NHANES uses a complex sampling design with oversampling of certain demographic groups. This can create selection bias if both the exposure (alcohol consumption) and outcome (mortality) are related to the selection probability. We’ll adjust for this using the NHANES sampling weights.

# Create observed data object with all three biases
df_obs3 <- data_observed(
  data = nhanes_filtered,
  bias = c("em", "uc", "sel"),
  exposure = "alcohol_extreme",
  outcome = "mortstat",
  confounders = c("age", "gender_female")
)

# Prepare data for selection bias adjustment
df_temp3a <- nhanes_filtered |>
  filter(!is.na(smoked_100cigs)) |>
  mutate(
    alcohol_adj = if_else(
      income == "$100,000 and Over" | education == "College graduate or above",
      alcohol_day_total * 1.5,
      alcohol_day_total
    ),
    alcohol_extreme_adj = case_when(
      alcohol_adj > 14 * 1.5 & gender_female == 1 ~ 1,
      alcohol_adj > 28 * 1.5 & gender_female == 0 ~ 1,
      TRUE ~ 0
    ),
    # Combine survey weights
    weight = if_else(weight_day2 == 0, weight_day1, weight_day2)
  )

# Create selection indicator based on sampling weights
set.seed(1234)
selected_sample <- sample(
  x = df_temp3a$seqn,
  size = nrow(df_temp3a),
  replace = TRUE,
  prob = df_temp3a$weight
)

df_selected_sample <- data.frame()
for (id in selected_sample) {
  df_selected_sample <- rbind(
    df_selected_sample,
    df_temp3a[df_temp3a$seqn == id, ]
  )
}

df_selected_sample$selection <- 1
df_not_selected_sample <- df_temp3a[!(df_temp3a$seqn %in% selected_sample), ]
df_not_selected_sample$selection <- 0

df_temp3b <- rbind(df_selected_sample, df_not_selected_sample)

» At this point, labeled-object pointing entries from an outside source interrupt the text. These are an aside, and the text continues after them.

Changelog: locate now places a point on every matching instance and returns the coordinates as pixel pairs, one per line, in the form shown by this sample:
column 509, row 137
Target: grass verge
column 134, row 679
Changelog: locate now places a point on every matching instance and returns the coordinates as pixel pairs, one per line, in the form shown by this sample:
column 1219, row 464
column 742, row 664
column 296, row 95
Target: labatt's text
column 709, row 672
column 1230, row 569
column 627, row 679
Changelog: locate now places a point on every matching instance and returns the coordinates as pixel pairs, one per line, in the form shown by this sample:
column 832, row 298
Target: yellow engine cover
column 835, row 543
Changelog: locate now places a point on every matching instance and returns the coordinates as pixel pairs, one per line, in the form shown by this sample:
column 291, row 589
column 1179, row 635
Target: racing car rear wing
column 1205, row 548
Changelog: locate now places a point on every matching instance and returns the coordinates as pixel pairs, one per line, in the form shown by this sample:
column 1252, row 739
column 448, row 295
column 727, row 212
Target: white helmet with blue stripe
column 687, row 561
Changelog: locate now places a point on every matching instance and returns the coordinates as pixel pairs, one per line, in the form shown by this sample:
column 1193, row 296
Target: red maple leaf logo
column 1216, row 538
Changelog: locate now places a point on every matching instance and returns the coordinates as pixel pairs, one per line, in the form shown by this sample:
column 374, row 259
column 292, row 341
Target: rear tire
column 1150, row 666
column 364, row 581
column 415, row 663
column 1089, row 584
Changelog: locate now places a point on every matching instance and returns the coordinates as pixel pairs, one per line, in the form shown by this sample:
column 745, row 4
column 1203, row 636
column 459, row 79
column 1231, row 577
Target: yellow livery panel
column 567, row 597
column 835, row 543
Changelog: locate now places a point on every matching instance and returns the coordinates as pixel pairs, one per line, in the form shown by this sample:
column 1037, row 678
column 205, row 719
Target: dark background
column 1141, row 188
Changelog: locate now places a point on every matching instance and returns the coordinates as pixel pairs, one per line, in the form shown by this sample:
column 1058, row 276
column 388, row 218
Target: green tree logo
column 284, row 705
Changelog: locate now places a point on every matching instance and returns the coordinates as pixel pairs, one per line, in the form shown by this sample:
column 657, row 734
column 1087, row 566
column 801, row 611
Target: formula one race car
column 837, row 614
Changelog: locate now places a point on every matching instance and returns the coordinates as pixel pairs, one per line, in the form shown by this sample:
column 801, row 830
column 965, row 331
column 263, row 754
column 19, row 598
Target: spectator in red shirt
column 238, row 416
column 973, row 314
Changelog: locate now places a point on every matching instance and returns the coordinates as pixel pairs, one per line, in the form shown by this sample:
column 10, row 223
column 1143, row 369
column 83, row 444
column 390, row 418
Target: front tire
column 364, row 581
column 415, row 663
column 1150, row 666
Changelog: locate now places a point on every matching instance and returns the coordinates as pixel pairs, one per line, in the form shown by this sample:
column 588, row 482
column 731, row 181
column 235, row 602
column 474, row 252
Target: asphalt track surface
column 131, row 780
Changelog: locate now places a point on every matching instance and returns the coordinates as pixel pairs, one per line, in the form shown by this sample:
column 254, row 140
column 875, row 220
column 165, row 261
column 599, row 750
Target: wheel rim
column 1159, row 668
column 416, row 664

# Create validation data with selection information
df_val3 <- data_validation(
  data = df_temp3b,
  true_exposure = "alcohol_extreme_adj",
  true_outcome = "mortstat",
  confounders = c("age", "gender_female", "smoked_100cigs"),
  misclassified_exposure = "alcohol_extreme",
  selection = "selection"
)

# Perform final bias adjustment
set.seed(1234)
final_adjusted <- multibias_adjust(df_obs3, df_val3)

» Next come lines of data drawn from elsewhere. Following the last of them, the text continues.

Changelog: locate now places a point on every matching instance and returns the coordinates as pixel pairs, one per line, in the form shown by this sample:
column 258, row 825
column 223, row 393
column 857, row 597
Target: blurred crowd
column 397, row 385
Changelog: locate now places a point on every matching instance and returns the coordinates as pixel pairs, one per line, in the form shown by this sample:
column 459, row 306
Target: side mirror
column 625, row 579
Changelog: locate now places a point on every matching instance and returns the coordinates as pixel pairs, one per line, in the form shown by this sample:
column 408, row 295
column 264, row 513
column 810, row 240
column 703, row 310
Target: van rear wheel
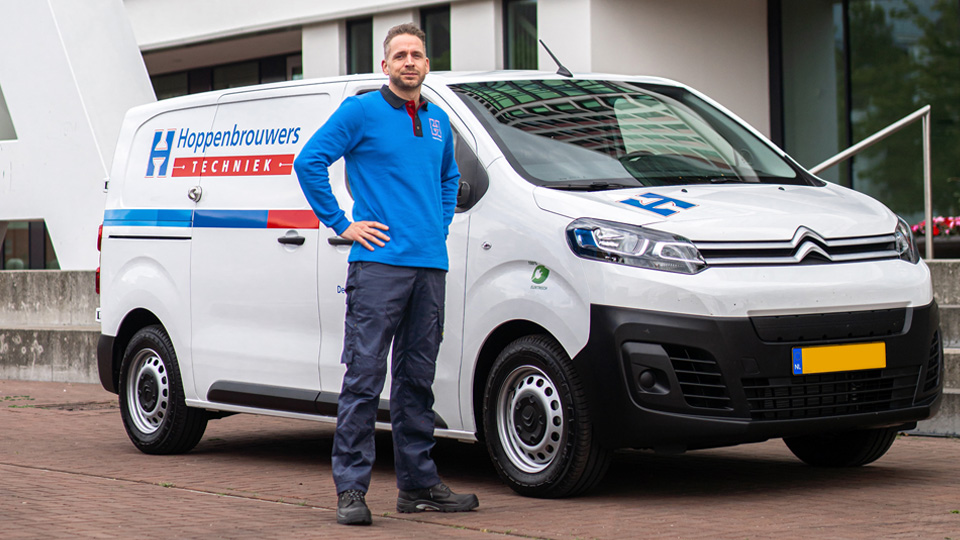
column 848, row 449
column 537, row 422
column 152, row 406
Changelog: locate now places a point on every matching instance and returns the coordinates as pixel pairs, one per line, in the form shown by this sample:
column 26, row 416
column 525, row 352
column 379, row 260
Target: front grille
column 806, row 247
column 933, row 365
column 830, row 326
column 831, row 394
column 699, row 376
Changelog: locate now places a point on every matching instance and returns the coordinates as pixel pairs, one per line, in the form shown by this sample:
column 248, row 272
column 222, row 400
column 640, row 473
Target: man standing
column 399, row 158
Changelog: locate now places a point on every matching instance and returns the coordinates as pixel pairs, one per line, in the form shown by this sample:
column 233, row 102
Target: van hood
column 730, row 212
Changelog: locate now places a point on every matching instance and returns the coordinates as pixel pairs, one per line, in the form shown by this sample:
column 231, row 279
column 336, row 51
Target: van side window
column 473, row 177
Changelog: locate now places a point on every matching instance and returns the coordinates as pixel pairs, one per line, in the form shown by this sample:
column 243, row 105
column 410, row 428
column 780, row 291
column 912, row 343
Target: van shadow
column 632, row 473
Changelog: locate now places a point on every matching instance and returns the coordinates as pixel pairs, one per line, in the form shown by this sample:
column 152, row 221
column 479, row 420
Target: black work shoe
column 438, row 497
column 352, row 508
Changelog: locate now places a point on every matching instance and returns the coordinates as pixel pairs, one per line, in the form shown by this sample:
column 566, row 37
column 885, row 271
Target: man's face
column 406, row 63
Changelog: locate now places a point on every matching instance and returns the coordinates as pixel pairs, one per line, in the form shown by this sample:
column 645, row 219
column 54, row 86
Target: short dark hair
column 400, row 29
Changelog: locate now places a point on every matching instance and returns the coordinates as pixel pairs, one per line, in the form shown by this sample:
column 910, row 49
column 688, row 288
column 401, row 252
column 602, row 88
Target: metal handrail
column 924, row 114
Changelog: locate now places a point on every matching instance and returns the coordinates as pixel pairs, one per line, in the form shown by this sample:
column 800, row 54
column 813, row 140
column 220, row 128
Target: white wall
column 66, row 88
column 564, row 25
column 170, row 23
column 717, row 46
column 324, row 51
column 476, row 35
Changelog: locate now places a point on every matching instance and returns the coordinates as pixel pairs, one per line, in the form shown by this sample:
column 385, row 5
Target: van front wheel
column 537, row 422
column 152, row 405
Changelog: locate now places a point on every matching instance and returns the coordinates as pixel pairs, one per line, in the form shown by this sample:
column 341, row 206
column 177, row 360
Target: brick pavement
column 68, row 470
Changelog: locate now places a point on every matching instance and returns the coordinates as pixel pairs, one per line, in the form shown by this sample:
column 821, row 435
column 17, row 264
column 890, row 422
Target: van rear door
column 256, row 339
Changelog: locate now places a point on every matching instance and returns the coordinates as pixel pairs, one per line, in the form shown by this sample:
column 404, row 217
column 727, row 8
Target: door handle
column 294, row 240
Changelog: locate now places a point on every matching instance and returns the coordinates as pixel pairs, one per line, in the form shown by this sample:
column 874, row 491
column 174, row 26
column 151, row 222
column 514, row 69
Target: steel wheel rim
column 527, row 401
column 148, row 391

# Triple Bias Adjusted Results:
print(final_adjusted)
#> $estimate
#> [1] 1.178683
#> 
#> $ci
#> [1] 0.9150851 1.5182133

Comparing Results

Let’s compare all our estimates to see how each bias adjustment affects our results:

# Create comparison table
comparison_table <- data.frame(
  Model = c(
    "Base Model",
    "Adjusted - Single Bias",
    "Adjusted - Double Biases",
    "Adjusted - Triple Biases"
  ),
  OR = c(
    round(exp(coef(base_mod))["alcohol_extreme"], 2),
    round(uc_adjusted$estimate, 2),
    round(uc_em_adjusted$estimate, 2),
    round(final_adjusted$estimate, 2)
  ),
  CI_lower = c(
    round(exp(confint(base_mod))["alcohol_extreme", 1], 2),
    round(uc_adjusted$ci[1], 2),
    round(uc_em_adjusted$ci[1], 2),
    round(final_adjusted$ci[1], 2)
  ),
  CI_upper = c(
    round(exp(confint(base_mod))["alcohol_extreme", 2], 2),
    round(uc_adjusted$ci[2], 2),
    round(uc_em_adjusted$ci[2], 2),
    round(final_adjusted$ci[2], 2)
  )
)
#> Waiting for profiling to be done...
#> Waiting for profiling to be done...

# Comparison of Bias-Adjusted Estimates:
print(comparison_table)
#>                      Model   OR CI_lower CI_upper
#> 1               Base Model 1.56     1.10     2.17
#> 2   Adjusted - Single Bias 1.41     1.00     1.99
#> 3 Adjusted - Double Biases 1.14     0.82     1.59
#> 4 Adjusted - Triple Biases 1.18     0.92     1.52

Discussion

This analysis demonstrates how multiple sources of bias can affect the estimated relationship between alcohol consumption and mortality:

Uncontrolled Confounding: Adjusting for smoking status reduced the odds ratio from 1.56 to 1.41, suggesting that part of the observed association was due to the confounding effect of smoking.
Exposure Misclassification: Further adjustment for potential underreporting of alcohol consumption reduced the odds ratio to 1.14, indicating that measurement error may have led to an overestimate of the true effect.
Selection Bias: The final adjustment for NHANES sampling weights had minimal impact on the estimate, suggesting that selection bias may not be a major concern in this analysis.

These results highlight the importance of considering multiple sources of bias simultaneously. The multibias package provides a flexible framework for such analyses, allowing researchers to incorporate various assumptions about bias mechanisms and assess their impact on study results.